Eine klare, einsteigerfreundliche Erklärung, was ein neuronales Netz ist, wie es funktioniert und warum es die moderne KI trägt.

Ein neuronales Netz ist ein Modell des maschinellen Lernens, das aus Schichten einfacher Recheneinheiten – sogenannten Neuronen oder Knoten – besteht, die untereinander mit anpassbaren Stärken, den Gewichten, verbunden sind. Jedes Neuron nimmt Zahlen entgegen, multipliziert sie mit Gewichten, addiert einen Bias und leitet das Ergebnis durch eine nichtlineare Funktion weiter. Durch das Stapeln vieler solcher Schichten kann ein neuronales Netz lernen, komplexe Eingaben wie Pixel, Wörter oder Audio-Wellenformen auf Ausgaben wie Klassenlabels, übersetzte Sätze oder erzeugte Bilder abzubilden.

Wie ein neuronales Netz funktioniert

Während des Trainings wird dem Netz Beispiele zugeführt (etwa Tausende Fotos, die mit „cat" oder „dog" beschriftet sind) und es erzeugt eine Vorhersage. Eine Verlustfunktion misst, wie falsch diese Vorhersage ist, und ein Algorithmus namens Backpropagation berechnet, wie jedes Gewicht im Netz zum Fehler beigetragen hat. Ein Optimierer – typischerweise eine Variante des Gradientenabstiegs – passt daraufhin jedes Gewicht leicht an, um den Fehler zu verringern. Wird dieser Prozess über viele Beispiele wiederholt, pendeln sich die Gewichte des Netzes auf Werte ein, die nützliche statistische Regelmäßigkeiten in den Daten erfassen.
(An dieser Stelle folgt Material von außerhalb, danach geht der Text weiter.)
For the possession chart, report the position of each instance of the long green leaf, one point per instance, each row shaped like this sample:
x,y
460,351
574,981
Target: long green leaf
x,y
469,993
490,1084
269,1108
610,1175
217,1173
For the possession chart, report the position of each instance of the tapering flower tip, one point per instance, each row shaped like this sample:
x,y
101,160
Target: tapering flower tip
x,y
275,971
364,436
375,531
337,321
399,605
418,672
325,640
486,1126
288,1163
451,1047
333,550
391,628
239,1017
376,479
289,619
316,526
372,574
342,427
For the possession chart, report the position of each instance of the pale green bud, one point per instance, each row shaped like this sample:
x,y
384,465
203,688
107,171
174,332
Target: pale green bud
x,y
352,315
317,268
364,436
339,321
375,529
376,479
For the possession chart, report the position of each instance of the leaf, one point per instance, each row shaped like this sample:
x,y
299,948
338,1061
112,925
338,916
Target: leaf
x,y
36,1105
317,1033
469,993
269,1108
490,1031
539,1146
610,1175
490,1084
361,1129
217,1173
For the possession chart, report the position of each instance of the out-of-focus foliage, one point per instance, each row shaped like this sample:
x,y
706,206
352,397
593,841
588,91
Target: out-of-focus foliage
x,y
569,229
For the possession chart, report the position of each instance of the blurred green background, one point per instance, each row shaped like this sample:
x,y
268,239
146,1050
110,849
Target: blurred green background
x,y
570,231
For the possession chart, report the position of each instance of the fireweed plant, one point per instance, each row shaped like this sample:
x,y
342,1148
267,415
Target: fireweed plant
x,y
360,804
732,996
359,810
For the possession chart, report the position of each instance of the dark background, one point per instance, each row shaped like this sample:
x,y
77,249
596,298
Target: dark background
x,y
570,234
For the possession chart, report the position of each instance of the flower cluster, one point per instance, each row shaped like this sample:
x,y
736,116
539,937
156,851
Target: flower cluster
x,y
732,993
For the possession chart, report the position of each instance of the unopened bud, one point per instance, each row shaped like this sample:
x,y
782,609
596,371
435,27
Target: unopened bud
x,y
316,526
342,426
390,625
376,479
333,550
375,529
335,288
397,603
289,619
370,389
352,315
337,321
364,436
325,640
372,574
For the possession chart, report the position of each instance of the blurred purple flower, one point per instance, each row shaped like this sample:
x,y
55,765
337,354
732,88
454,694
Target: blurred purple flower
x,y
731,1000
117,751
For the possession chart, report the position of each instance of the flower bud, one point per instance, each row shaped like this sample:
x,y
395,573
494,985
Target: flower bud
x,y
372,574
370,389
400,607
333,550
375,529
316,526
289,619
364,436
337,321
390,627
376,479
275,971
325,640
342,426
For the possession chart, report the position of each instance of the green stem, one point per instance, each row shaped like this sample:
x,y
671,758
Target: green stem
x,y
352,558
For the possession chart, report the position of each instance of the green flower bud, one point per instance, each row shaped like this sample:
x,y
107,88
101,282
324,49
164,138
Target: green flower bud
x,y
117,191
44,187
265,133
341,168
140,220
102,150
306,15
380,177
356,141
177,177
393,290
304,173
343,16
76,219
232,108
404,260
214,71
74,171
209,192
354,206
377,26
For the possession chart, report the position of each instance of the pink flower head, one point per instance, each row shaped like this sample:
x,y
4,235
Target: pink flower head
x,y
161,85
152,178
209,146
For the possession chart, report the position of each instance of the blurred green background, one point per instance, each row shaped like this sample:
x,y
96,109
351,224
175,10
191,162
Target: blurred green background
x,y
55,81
Die Tiefe eines Netzes spielt eine entscheidende Rolle: Die ersten Schichten lernen tendenziell einfache Merkmale wie Kanten oder Buchstabenzüge, während tiefere Schichten diese Merkmale zu reichhaltigeren Konzepten wie Formen, Wörtern oder Objekten kombinieren. Diese Hierarchie von Repräsentationen ist es, die tiefe neuronale Netze bei wahrnehmungsbezogenen Aufgaben so effektiv macht. Ein viel zitierter Überblick über die Architektur und den Lernalgorithmus findet sich in LeCun, Bengio und Hintons Nature-Übersichtsarbeit von 2015 zum Deep Learning.

Warum es wichtig ist

Neuronale Netze bilden die Grundlage für die meisten KI-Fähigkeiten, die in den 2020er-Jahren zum Mainstream geworden sind – darunter Bildklassifikation, Spracherkennung, maschinelle Übersetzung, Empfehlungssysteme und große Sprachmodelle wie die Modelle hinter Konversationsassistenten. Sie brillieren bei Problemen, bei denen handgeschriebene Regeln brüchig sind, aber große Mengen an gelabelten oder ungelabelten Daten vorhanden sind, da sich dieselbe Architektur mit relativ geringem Code-Aufwand für neue Domänen neu trainieren lässt.

Wichtige Typen

  • Feedforward-Netz (FNN): Die einfachste Form; Signale bewegen sich nur in eine Richtung von der Eingabe zur Ausgabe. Ein mehrschichtiges Perzeptron ist das kanonische Beispiel.
  • Convolutional Neural Network (CNN): Verwendet Filter mit geteilten Gewichten und eignet sich ideal für Bilder und Videos.
  • Recurrent Neural Network (RNN): Besitzt Schleifen, die ein Gedächtnis früherer Schritte bewahren, geeignet für Sequenzen wie Text oder Sensordaten; bei Sprache weitgehend von Transformern abgelöst.
  • Transformer: Eine moderne Architektur, die auf Attention statt auf Rekurrenz basiert. Sie ist das Rückgrat heutiger großer Sprachmodelle und vieler Bildverarbeitungssysteme.
  • Generative Adversarial Network (GAN): Paart einen Generator mit einem Diskriminator, der lernt, echte von gefälschten Samples zu unterscheiden, und wird zur Bildsynthese eingesetzt.

Jede Variante ordnet das grundlegende Rezept aus Neuronen und Gewichten neu an oder spezialisiert es, um zu einer bestimmten Datenart zu passen – doch das zugrunde liegende Prinzip – das Lernen von Gewichten durch Gradientenabstieg auf einer Verlustfunktion – bleibt gleich.